This is according to political analyst Lukhona Mnguni, reacting to Maimane using his speech in Sharpeville to reiterate that Helen Zille’s comments on colonialism are not those of his party.

Speaking at the African Methodist Episcopal Church - metres from the Sharpeville memorial precinct - during a service commemorating the 1960 massacre, Maimane said: “Slavery, forced labour, displacement, violent subjugation, racial classification with its humiliating tests, making people think they were inferior because of the colour of their skin, industrialised exploitation - these things are all, and much else besides, the legacy of those systems of repression and exploitation.”

Western Cape Premier and former DA leader Zille last week caused a stir in a series of tweets when she said: “For those claiming the legacy of colonialism was only negative, think of our independent judiciary, transport infrastructure, piped water etc.”

She further said: “Getting onto an aeroplane now and won’t get onto the wi-fi so I can cut off those who think every aspect of colonial legacy was bad.”

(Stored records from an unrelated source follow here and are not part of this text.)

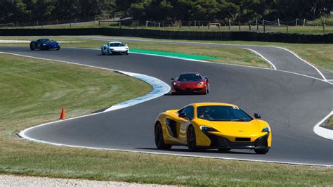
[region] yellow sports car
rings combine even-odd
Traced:
[[[266,154],[270,148],[272,131],[268,124],[255,119],[235,105],[220,103],[190,104],[181,110],[160,113],[155,124],[158,149],[172,146],[197,148],[254,149]]]

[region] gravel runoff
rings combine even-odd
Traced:
[[[170,186],[136,183],[0,175],[0,186]]]

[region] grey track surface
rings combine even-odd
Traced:
[[[75,37],[71,36],[70,37]],[[158,44],[190,44],[197,46],[210,46],[216,47],[232,47],[249,49],[254,50],[263,56],[267,60],[273,63],[276,68],[280,70],[292,72],[306,75],[308,76],[323,79],[319,72],[310,65],[307,64],[302,60],[296,58],[293,53],[283,49],[269,46],[252,46],[252,45],[235,45],[235,44],[214,44],[207,42],[192,42],[192,41],[168,41],[168,40],[151,40],[151,39],[126,39],[123,37],[112,38],[112,37],[76,37],[81,39],[88,39],[93,40],[121,40],[128,41],[144,41],[144,42],[154,42]],[[322,72],[327,79],[333,79],[333,73],[322,68],[320,68]]]
[[[138,54],[102,56],[96,50],[30,51],[25,47],[0,46],[0,51],[142,73],[165,82],[188,71],[200,72],[211,80],[211,93],[207,96],[166,95],[119,110],[34,128],[26,132],[29,137],[77,146],[333,165],[333,142],[313,131],[332,110],[333,86],[327,82],[249,67]],[[235,103],[249,113],[261,113],[271,125],[273,148],[264,155],[246,150],[219,153],[190,153],[182,146],[170,151],[155,149],[153,124],[159,112],[207,101]]]

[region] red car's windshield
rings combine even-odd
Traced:
[[[179,75],[177,80],[180,82],[196,82],[202,80],[202,77],[199,74],[182,74]]]

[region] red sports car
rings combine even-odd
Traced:
[[[187,72],[179,75],[176,79],[171,78],[172,94],[181,93],[209,93],[209,81],[207,77],[201,76],[197,72]]]

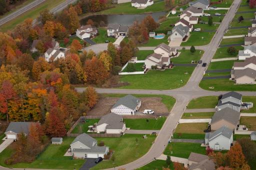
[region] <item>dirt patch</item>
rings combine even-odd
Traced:
[[[95,106],[90,110],[87,116],[104,116],[110,112],[110,110],[118,98],[101,96]],[[141,98],[142,106],[138,112],[142,112],[145,109],[151,109],[154,111],[156,115],[168,114],[166,106],[162,102],[160,97]]]

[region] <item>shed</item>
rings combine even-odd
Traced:
[[[52,138],[52,144],[60,144],[63,142],[62,138]]]

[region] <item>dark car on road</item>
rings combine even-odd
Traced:
[[[103,158],[102,157],[98,157],[96,159],[96,160],[95,160],[95,163],[98,164],[98,162],[100,162],[101,161],[102,161],[102,160],[103,160]]]

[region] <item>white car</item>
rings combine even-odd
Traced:
[[[149,110],[145,110],[144,112],[143,112],[143,113],[146,114],[153,114],[154,112],[154,111]]]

Zille later apologised and Maimane announced that the party would hold a disciplinary hearing over her tweets.

Mnguni said: “This is the perfect time for Mmusi to show that he is in charge. If he treats Helen with kid gloves, it will give a sense that he is not in charge. But this does not mean she must go through a process that is unfair for her.”

He said the DA would use the disciplinary action against Zille to “unequivocally indicate where the party stands in terms of redressing the injustices of the past. This is the perfect moment for Maimane to break ranks with the politics of worrying about white feelings in the party.”

Mnguni said it was not worrisome that Zille hadn’t been charged a week after her comments. He said the process takes a bit of time in the party.

Mnguni’s views were reiterated by Dr Joleen Steyn-Kotze of the University of the Free State’s Centre for African Studies, who said Maimane needed to steer the DA away from the white-party narrative.

“The DA is moving towards the 2019 national elections with the tag that it is a white party. Helen Zille’s comments don’t help those views much. Maimane needs to begin taking control of the DA and move it away from perceptions that it is a white party,” she said.

Addressing the congregation, Maimane said: “There is no amount of infrastructure that can ever erase the amount of pain people felt under the system of apartheid. Development that is forced upon a country under threat of violence is not human progress.”

The DA and EFF boycotted yesterday’s provincial commemorations hosted by Gauteng Premier David Makhura at the precinct. Makhura said this was despite his trying to make the commemorations nonpartisan.

He asserted that the provincial government worked well with the PAC - the party that led the marches in Sharpeville and in Langa, Cape Town. “We have always wished we could work better with the PAC. The PAC and the ANC played a very important role in relation to the event,” Makhura said.

But Maimane said his party refused to join the commemorations because the ANC used official events for its own benefit.

The EFF’s Gauteng provincial secretary, Malesela Ledwaba, said the party boycotted the event because “the ANC government is using the same tactics that were used by the apartheid regime”.